Un de nos derniers lettrés, ces « hommes qui rompent la voie, (…) comme les chats qui préfèrent les gouttières aux salons, errants, craintifs, subtils, repliés au moindre son, désarçonnés à la moindre douleur, bondissants au moindre mouvement d’un fil de la vierge qui bouge, d’un nuage qui passe, d’une abeille qui volette, d’une feuille qui tombe, négligeant les voies ferrées, les aéroports, les autoroutes à péages, passant par les ardoises lisses et pentues des toits, par les fossés boueux des champs, par les rives mouillées et brumeuses des rivières. »
S’il fallait résumer ce livre en quelques mots, on pourrait dire qu’il s’agit d’une célébration du « brisons-là », du pas de côté, de l’écart et du retrait, de la désolidarisation (« dés-agrégation ») d’avec la horde-meute, du groupe-masse. De la chute bénéfique, de la fugue salvatrice, de l’échappée belle.
Vital et inéluctable.
Illustration: photographie extraite de À mi-mots, Pascal Quignard, film de Jacques Malaterre coproduit avec Arte, DVD mk2 éditions.
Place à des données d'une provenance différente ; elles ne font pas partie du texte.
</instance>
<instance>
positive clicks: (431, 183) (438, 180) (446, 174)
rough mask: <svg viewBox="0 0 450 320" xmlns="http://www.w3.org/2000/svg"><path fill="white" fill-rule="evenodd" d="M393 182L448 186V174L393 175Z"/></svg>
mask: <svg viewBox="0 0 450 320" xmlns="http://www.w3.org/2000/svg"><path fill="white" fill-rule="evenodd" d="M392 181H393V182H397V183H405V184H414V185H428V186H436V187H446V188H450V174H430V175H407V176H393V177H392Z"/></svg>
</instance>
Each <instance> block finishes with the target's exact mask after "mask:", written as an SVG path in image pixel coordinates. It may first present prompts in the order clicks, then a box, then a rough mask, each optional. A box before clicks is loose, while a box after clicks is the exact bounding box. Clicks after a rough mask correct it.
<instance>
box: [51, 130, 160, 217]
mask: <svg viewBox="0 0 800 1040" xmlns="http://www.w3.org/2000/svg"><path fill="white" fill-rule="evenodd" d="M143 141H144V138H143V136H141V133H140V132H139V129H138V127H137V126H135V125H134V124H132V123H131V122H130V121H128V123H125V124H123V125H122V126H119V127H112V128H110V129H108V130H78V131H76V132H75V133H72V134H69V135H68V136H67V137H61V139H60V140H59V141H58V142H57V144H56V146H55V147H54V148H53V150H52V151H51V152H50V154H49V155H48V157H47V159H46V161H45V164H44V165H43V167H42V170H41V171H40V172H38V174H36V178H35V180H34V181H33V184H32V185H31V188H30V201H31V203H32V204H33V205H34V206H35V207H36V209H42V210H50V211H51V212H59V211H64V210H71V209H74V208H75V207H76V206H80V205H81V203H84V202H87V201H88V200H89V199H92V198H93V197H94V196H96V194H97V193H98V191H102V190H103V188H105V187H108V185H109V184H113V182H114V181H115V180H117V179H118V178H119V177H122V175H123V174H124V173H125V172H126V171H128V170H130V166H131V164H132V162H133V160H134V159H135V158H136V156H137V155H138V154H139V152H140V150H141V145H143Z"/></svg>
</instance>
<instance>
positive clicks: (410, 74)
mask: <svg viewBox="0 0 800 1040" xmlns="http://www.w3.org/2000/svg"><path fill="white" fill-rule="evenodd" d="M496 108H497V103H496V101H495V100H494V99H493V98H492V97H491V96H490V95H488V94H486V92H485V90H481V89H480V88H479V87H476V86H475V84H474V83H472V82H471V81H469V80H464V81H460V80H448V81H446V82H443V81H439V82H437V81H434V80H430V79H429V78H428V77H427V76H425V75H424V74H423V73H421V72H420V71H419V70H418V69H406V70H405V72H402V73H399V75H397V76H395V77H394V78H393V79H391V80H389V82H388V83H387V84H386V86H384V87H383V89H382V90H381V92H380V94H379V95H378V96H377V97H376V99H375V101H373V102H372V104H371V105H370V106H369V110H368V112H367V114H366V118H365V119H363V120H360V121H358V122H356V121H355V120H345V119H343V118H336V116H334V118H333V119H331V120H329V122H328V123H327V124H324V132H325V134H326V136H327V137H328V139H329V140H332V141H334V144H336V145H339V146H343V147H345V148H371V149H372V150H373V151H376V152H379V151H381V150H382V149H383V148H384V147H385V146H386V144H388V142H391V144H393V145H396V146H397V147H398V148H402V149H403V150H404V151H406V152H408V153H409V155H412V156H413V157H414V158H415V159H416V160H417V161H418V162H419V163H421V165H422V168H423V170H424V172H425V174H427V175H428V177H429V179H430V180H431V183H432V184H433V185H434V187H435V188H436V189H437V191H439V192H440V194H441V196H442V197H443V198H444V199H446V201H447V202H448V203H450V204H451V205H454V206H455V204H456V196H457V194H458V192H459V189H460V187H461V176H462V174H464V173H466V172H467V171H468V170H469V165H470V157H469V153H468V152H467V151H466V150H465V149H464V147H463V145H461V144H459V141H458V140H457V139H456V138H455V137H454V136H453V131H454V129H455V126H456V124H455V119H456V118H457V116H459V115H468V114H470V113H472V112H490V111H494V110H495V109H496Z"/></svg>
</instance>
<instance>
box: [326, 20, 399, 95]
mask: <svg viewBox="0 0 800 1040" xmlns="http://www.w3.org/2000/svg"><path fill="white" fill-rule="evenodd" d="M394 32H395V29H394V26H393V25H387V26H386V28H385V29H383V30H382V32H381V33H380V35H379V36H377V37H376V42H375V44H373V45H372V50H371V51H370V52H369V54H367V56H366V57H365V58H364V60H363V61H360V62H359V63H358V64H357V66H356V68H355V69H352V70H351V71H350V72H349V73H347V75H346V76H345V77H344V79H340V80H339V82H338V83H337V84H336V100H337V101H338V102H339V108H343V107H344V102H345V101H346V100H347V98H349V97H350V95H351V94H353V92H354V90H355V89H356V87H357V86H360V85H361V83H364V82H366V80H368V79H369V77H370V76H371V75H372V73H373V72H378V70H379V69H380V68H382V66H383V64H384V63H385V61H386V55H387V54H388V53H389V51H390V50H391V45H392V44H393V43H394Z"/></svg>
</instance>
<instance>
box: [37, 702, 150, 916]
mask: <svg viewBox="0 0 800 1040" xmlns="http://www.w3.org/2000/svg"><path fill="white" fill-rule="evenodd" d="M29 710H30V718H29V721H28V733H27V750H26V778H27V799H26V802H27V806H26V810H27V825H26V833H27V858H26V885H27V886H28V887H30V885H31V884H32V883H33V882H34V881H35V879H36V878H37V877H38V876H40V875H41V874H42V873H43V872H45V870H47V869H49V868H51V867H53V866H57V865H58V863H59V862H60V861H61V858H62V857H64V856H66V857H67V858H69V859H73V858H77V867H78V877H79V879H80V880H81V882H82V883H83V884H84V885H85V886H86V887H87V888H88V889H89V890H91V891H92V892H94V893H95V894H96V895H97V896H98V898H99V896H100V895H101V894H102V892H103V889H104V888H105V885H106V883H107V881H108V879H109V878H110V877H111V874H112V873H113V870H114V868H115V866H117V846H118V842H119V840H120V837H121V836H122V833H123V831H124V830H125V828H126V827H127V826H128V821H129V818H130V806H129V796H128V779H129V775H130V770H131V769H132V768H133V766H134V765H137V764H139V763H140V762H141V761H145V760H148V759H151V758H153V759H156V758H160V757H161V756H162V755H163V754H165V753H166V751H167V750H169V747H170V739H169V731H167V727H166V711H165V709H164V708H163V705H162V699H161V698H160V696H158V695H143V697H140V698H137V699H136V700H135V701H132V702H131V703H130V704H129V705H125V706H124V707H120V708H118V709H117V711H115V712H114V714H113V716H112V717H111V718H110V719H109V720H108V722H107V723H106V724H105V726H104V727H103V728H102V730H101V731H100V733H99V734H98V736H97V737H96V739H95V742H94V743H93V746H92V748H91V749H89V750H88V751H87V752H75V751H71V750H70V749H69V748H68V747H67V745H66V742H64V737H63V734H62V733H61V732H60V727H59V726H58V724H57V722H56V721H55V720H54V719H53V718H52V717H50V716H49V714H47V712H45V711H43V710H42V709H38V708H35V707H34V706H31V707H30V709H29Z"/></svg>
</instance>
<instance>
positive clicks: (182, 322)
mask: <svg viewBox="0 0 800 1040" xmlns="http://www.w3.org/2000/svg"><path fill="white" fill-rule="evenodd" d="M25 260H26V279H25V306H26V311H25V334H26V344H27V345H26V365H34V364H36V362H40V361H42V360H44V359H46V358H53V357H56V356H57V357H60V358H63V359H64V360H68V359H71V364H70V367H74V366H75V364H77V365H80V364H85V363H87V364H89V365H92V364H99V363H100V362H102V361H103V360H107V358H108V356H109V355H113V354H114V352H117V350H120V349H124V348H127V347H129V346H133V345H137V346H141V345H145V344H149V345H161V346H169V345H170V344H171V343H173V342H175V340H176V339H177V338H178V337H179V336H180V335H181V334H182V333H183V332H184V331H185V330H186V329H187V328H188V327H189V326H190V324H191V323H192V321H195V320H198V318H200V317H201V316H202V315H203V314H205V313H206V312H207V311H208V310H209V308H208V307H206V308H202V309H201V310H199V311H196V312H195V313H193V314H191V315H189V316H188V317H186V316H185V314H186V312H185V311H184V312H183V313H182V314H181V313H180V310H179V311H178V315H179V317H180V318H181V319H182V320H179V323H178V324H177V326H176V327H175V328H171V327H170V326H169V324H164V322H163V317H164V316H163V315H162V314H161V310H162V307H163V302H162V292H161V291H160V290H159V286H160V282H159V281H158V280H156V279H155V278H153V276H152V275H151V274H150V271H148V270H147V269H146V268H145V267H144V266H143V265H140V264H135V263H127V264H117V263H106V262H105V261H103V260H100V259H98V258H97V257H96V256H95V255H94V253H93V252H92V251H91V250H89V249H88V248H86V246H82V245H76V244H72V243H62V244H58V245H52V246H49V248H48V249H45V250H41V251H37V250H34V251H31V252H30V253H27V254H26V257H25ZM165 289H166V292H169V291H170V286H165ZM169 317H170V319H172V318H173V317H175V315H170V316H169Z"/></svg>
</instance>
« …de la désolidarisation (« dés-agrégation ») d’avec la horde-meute, du groupe-masse. … »
si c’était réellement le cas, il ne se donnerait pas la peine de publier^^
« C’est cela, être pris en tenaille. C’est la tenaille aporétique. Les deux mandibules de la mâchoire sont perpétuellement pré-symboliques. C’est le double bind, la double contrainte contradictoire, qui affole en proposant ses arguments exactement contradictoires, carrefour qui rend fou. Cette double poussée est exactement explosive parce qu’elle soumet à deux forces aussi violentes qu’elles sont inconciliables. » Les Désarçonnés, p.240.
si la contrainte est double et contradictoire, on aboutit à une situation d’équilibre. ce qui n’est pas le cas quand le point de vue penche d’un côté, d’où le fait d’envisager un tel carrefour comme celui de la folie.
« ..deux forces aussi violentes qu’elles sont inconciliables. » = n’a pas trouvé le moyen de les concilier = situation de guerre intérieure….néanmoins, excalibur a toujours un tranchant double^^.
tenez, j’ai écrit ceci dimanche, qui colle assez bien à la situation:
DIFFEREMMENT IDENTIQUE
Soi-même est un cimetière
Où ce qui est vivant
Ne connaît pas la mort
Tandis que ce qui est mort
S’invente des vies illusoires
Soi-même est aussi un cimeterre
Deux lames unies par l’acier
Face-à-face de la symbiose
Sur lequel ruissellent les larmes
Que la pluie fredonne en souriant
Très intéressant! Merci pour cet excellent post.